Conclusions:
1.The ECG of the onset of induced VF in patients with CAD and BS shows QRS morphologies that could have their origin in the moderate band of the right ventricle, the posteromedial papillary muscle and right ventricle outflow tract.
2. In patients with coronary arterial disease, Wiggers’ tachysystolic stage of VF could be related to the activation of posterior papillary muscle and in patients with Brugada, related to activation of RVOT
3. There are no specific fibrillatory structures for every VF etiology. However there is a predominance of activation in RVOT in Brugada Syndrome and papillary muscles in ischemic cardiomyopathy.
4. The notches in the sinusoidal traces of ventricular fibrillation could be a predictor of sustained VF. and in addition notches could also be the electrocardiographic pattern of activation of essential structures in the VF maintenance.
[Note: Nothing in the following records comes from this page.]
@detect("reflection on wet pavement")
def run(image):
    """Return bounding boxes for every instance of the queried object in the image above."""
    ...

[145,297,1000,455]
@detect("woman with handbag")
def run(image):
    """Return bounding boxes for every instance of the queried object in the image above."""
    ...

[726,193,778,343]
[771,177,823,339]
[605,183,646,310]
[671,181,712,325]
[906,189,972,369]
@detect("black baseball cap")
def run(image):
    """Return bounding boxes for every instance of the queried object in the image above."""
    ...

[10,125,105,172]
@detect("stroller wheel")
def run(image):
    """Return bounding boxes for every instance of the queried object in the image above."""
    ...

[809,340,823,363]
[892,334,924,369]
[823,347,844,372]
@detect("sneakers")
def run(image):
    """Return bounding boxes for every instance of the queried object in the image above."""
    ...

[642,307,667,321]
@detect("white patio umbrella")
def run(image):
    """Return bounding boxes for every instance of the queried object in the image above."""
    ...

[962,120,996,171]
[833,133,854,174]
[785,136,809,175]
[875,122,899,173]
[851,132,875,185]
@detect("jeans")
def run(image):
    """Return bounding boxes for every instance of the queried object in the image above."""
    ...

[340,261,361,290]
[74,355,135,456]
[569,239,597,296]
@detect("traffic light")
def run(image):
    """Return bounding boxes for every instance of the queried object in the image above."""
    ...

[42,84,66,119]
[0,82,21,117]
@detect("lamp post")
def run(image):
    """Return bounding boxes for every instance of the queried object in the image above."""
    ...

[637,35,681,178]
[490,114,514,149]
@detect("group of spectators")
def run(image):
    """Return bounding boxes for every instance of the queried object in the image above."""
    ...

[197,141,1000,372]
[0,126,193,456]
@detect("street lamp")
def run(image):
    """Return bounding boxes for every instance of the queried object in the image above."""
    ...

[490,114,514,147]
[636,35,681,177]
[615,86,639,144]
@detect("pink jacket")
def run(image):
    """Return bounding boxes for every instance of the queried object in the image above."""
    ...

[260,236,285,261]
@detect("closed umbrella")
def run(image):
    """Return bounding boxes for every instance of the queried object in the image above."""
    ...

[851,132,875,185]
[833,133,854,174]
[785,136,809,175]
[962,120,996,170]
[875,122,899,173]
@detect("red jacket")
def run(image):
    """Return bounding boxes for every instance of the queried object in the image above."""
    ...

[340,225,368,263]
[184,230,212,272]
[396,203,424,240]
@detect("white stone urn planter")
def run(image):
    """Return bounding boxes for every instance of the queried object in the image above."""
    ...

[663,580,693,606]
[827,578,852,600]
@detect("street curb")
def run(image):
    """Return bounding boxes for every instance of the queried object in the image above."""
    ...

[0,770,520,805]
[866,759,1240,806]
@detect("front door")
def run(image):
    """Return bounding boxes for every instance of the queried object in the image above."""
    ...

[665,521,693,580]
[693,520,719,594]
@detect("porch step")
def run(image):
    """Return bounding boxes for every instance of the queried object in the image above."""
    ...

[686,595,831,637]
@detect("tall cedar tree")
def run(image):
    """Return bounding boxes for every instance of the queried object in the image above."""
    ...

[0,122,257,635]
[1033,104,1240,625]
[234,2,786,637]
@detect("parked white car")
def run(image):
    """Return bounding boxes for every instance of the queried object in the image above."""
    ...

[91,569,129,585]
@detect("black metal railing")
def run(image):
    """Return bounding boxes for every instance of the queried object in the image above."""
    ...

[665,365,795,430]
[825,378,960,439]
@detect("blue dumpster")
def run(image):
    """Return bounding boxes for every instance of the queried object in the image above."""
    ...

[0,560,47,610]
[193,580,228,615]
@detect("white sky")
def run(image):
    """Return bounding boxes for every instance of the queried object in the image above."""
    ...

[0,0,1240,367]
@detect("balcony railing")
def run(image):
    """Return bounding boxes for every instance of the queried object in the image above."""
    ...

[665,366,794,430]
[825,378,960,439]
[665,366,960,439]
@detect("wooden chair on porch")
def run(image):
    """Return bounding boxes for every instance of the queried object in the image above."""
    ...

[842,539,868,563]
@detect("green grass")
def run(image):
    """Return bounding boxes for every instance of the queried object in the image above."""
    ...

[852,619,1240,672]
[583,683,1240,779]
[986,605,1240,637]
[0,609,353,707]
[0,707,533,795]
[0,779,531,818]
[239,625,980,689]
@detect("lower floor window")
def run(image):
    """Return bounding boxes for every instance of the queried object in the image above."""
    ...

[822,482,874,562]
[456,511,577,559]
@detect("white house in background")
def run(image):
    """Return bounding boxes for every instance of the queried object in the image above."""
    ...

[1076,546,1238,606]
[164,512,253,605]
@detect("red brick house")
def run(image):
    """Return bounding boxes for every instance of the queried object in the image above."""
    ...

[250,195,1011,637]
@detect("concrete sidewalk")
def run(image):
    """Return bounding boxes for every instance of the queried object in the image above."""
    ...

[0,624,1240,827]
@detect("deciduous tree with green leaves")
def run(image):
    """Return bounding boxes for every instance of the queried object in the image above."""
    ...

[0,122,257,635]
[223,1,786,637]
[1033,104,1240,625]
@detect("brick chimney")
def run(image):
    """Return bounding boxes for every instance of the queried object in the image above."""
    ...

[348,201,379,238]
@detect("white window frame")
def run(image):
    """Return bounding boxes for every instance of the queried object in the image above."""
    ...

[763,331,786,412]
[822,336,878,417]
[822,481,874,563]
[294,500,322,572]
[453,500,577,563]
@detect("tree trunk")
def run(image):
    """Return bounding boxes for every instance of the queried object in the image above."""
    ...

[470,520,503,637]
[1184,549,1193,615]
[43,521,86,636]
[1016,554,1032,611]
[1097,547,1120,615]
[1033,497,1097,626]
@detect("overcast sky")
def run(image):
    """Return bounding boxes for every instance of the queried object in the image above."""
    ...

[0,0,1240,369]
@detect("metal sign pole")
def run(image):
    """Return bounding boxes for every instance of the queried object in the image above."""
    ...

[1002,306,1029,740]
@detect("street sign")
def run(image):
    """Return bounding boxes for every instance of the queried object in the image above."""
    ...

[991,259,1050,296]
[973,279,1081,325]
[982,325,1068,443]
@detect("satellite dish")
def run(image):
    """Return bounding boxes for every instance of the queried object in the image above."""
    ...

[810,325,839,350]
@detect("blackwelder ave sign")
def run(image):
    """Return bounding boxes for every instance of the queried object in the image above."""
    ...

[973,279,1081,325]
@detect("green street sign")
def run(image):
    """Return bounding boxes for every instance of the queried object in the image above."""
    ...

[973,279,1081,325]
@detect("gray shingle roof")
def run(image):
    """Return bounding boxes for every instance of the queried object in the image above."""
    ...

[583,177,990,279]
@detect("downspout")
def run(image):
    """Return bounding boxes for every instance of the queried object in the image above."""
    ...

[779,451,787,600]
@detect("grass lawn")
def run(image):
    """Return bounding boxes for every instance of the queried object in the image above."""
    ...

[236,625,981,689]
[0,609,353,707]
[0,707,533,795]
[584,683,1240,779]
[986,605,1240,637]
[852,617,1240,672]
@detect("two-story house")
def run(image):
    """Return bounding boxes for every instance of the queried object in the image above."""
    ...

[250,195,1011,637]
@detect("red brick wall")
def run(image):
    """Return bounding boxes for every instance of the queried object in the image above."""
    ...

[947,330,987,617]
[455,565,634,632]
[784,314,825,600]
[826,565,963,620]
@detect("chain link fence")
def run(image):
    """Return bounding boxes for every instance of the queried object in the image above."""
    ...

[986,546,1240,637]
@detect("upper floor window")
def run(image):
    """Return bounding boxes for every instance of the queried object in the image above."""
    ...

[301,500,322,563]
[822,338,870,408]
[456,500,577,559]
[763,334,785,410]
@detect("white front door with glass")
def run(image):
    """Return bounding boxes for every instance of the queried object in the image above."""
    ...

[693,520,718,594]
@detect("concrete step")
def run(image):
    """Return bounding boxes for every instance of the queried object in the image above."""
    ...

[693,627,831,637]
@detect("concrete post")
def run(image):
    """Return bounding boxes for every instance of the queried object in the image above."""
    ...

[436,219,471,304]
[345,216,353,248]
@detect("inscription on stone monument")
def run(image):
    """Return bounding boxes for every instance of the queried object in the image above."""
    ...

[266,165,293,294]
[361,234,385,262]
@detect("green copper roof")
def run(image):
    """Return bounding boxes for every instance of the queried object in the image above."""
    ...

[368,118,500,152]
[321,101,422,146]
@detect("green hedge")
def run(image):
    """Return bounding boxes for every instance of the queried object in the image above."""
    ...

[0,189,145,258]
Appendice : Method for approach of VF ECG
  1. Evaluate the first complexes that trigger VF: Triggers
  2. Delimit a first stage with defined QRS complexes: Tachysystolic stage.
  3. Define the moment when QRS complexes are not distinguished and sinusoidal waves appear: Sinusoidal stage.
  4. Determine the ECG leads in which the sinusoidal waves are low amplitude with notches.
  5. Look for QRS complexes between both Tachysystolic and Sinusoidal stages: Transition complexes.